Pocos minutos más tarde, la débil madre exhaló su último suspiro y las hijas lloraron desconsoladas su gran pérdida. De inmediato llamaron a todos los familiares, y comenzaron los preparativos para el funeral. No dudaron en ir en busca de la caja que, su madre guardaba celosamente para tan especial momento, y coger el atuendo que ella misma había predispuesto. Cual fue su sorpresa cuando, al abrir la caja, una vez rescatada de encima del ropero, ven dentro un espectacular traje de flamenca, con su peineta, sus rosas para el pelo, sus pendientes, su collar, sus zapatos de gitana, y todo complemento pertinente para tan ornamental atuendo. Las hijas no daban crédito. Estuvieron largo rato discutiendo si cumplir su último deseo o escoger algo más apropiado. Finalmente, tras varias discusiones con familias, vecinas y demás gente allegada, decidieron que si pasar el resto de su no existencia vestida de flamenca era su sueño, quienes eran ellas para robarle el sueño. Entonces se pusieron a preparar a la difunta, con todo detalle de adornos, le pintaron los coloretes y los labios de rojo pasión, le recogieron el pelo en un moño bajo y le plantaron las rosas bajo la oreja. Era la difunta más vivaz que se había visto nunca. Parecía una muñeca de famosa metida en una gran caja de juguete. Expusieron la caja abierta, para que todo el mundo viera lo guapa que estaba la muerta, no con pocos problemas, pues meter ese jaleo de volantes y cancanes dentro del ataúd fue una labor harto complicada. No obstante, el resultado fue estupendo, y las hijas estuvieron satisfechas, pues a pesar de parecer un entierro de broma, se estaba cumpliendo la última decisión de quien siempre había mandado en su casa.

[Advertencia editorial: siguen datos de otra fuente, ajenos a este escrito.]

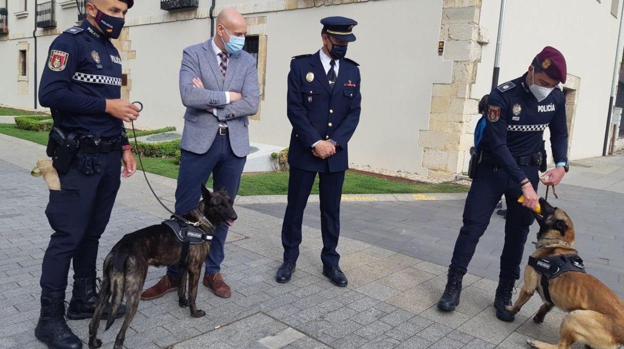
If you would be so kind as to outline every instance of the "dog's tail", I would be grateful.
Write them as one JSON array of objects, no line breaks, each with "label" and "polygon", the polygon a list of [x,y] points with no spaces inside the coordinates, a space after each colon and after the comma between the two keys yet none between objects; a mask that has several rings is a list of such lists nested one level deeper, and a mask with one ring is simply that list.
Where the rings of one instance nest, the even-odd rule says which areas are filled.
[{"label": "dog's tail", "polygon": [[106,320],[106,328],[104,331],[110,328],[115,322],[117,312],[119,311],[119,307],[121,306],[124,299],[124,290],[125,288],[124,270],[130,253],[129,247],[121,247],[113,254],[112,265],[109,265],[109,268],[104,270],[108,275],[110,283],[109,293],[112,293],[110,299],[112,307]]}]

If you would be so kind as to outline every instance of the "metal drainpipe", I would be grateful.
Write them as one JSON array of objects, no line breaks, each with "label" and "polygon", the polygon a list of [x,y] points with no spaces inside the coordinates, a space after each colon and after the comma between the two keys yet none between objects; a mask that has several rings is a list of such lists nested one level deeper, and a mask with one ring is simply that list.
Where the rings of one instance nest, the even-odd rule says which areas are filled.
[{"label": "metal drainpipe", "polygon": [[620,14],[620,31],[618,32],[618,45],[615,49],[615,62],[613,63],[613,79],[611,82],[611,97],[609,98],[609,110],[607,113],[607,127],[605,129],[605,143],[602,145],[602,156],[607,156],[607,145],[609,140],[609,131],[611,130],[611,114],[613,110],[613,97],[618,87],[618,75],[620,72],[620,49],[622,47],[622,29],[624,28],[624,4],[622,5]]},{"label": "metal drainpipe", "polygon": [[33,16],[34,17],[35,27],[32,30],[32,38],[35,41],[35,66],[34,66],[34,81],[35,81],[35,89],[34,89],[34,109],[37,109],[37,0],[35,0],[35,15]]},{"label": "metal drainpipe", "polygon": [[505,7],[507,0],[500,0],[500,14],[499,16],[499,34],[496,39],[496,54],[494,56],[494,71],[492,74],[492,89],[499,86],[499,72],[500,70],[500,47],[503,43],[503,26],[505,24]]},{"label": "metal drainpipe", "polygon": [[210,37],[215,36],[215,2],[217,0],[212,0],[212,6],[210,6]]}]

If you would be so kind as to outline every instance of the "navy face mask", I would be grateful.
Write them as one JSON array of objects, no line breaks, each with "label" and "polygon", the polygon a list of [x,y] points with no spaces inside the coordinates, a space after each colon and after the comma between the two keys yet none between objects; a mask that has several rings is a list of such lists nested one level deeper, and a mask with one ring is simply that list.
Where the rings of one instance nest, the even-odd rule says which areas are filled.
[{"label": "navy face mask", "polygon": [[[97,7],[95,7],[96,9]],[[95,15],[95,22],[100,26],[100,29],[104,32],[107,37],[110,39],[117,39],[121,34],[121,29],[125,24],[125,19],[119,17],[113,17],[97,9],[97,14]]]}]

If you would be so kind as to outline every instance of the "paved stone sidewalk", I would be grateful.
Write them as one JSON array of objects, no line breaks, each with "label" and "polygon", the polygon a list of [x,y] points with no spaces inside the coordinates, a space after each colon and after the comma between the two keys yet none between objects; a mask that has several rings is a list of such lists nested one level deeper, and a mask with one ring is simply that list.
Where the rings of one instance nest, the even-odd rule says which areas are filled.
[{"label": "paved stone sidewalk", "polygon": [[[45,184],[28,172],[43,147],[0,136],[0,348],[42,348],[33,329],[40,264],[52,232],[44,213]],[[167,215],[147,195],[140,174],[123,181],[101,240],[100,265],[124,234]],[[154,187],[170,196],[175,184],[155,177]],[[142,302],[127,347],[524,348],[527,338],[553,342],[558,337],[563,315],[553,312],[544,323],[534,324],[530,318],[540,303],[535,297],[515,322],[497,320],[492,308],[495,282],[472,275],[465,278],[457,311],[441,313],[435,303],[446,267],[348,237],[341,238],[339,252],[349,285],[333,286],[321,275],[322,242],[313,227],[304,227],[293,280],[278,284],[281,219],[240,206],[236,211],[240,218],[223,265],[233,297],[218,298],[200,285],[198,303],[207,315],[200,319],[178,307],[172,293]],[[150,268],[148,285],[163,273]],[[83,340],[88,322],[69,323]],[[112,347],[120,325],[100,332],[105,348]]]}]

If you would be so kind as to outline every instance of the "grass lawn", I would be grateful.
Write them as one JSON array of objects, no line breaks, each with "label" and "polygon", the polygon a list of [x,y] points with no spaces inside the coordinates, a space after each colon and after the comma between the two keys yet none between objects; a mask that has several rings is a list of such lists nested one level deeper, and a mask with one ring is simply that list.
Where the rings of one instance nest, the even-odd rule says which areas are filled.
[{"label": "grass lawn", "polygon": [[0,107],[0,116],[21,116],[24,115],[46,115],[43,112],[29,112],[21,109],[14,109],[6,107]]},{"label": "grass lawn", "polygon": [[[170,178],[178,177],[178,166],[173,159],[142,158],[148,172]],[[212,187],[212,179],[208,181]],[[442,183],[440,184],[413,184],[394,182],[348,172],[343,187],[344,194],[464,193],[468,187]],[[288,174],[266,172],[243,174],[238,195],[286,195],[288,191]],[[312,187],[312,194],[318,194],[318,177]]]},{"label": "grass lawn", "polygon": [[[0,124],[0,134],[21,138],[44,145],[47,144],[47,132],[20,130],[12,124]],[[142,159],[147,172],[169,178],[178,177],[178,166],[175,164],[175,159],[154,157]],[[137,165],[140,169],[140,165],[139,164]],[[212,179],[208,180],[208,185],[212,187]],[[348,172],[344,179],[343,194],[464,193],[467,192],[468,189],[468,187],[457,184],[404,183]],[[241,179],[238,195],[286,195],[288,190],[288,174],[286,172],[243,174]],[[312,188],[312,194],[318,194],[318,177]]]}]

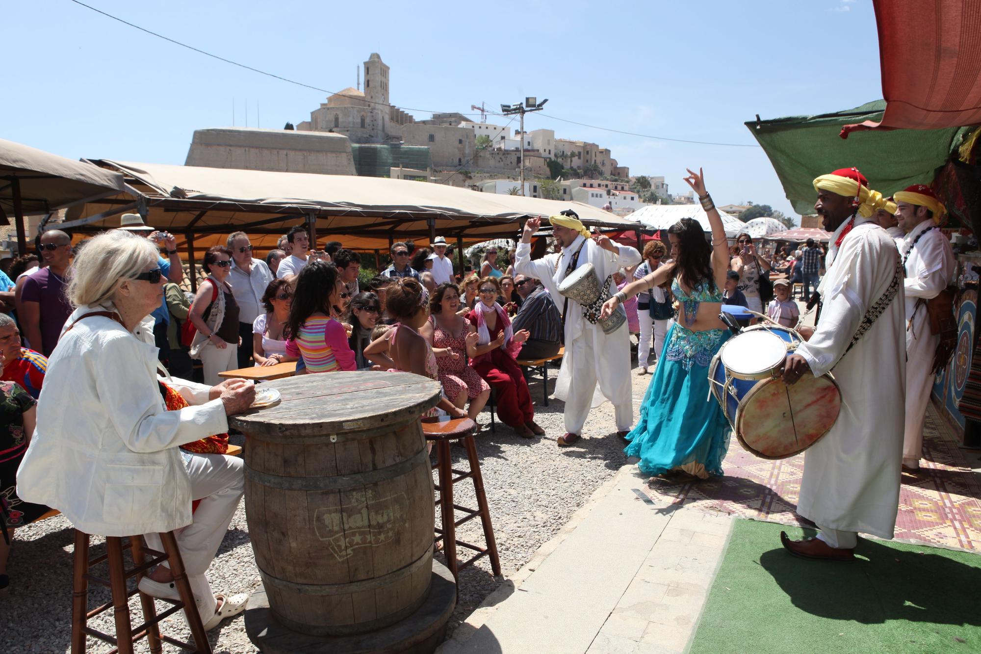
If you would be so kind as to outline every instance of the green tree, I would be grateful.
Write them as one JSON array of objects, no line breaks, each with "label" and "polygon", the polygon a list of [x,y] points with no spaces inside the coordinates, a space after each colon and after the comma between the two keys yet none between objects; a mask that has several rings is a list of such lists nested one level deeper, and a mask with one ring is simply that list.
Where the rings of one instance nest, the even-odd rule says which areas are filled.
[{"label": "green tree", "polygon": [[749,209],[741,213],[738,217],[744,223],[748,223],[753,218],[762,218],[773,214],[773,207],[769,204],[753,204]]},{"label": "green tree", "polygon": [[539,180],[539,192],[545,199],[562,199],[562,185],[555,180]]},{"label": "green tree", "polygon": [[562,169],[564,169],[565,166],[562,165],[561,161],[558,159],[547,159],[545,160],[545,165],[548,166],[548,176],[551,177],[551,179],[554,180],[555,178],[562,177]]}]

Hubiera sido una bonita historia, de haber quedado aquí la cosa. Pero claro, el destino es cruel con los que se portan bien, muy a pesar de sus creencias o preferencias. Días después, las hijas se reunieron en casa de la madre para limpiar la casa y tirar todo lo que no hiciese falta. Limpiando y limpiando, llegaron al dormitorio de la madre y, encima del ropero, detrás de un montón de cosas, de una manera imperceptible había una caja que guardaba una bonita túnica blanca bordada.
Por eso, es importante dejar hablar a las personas.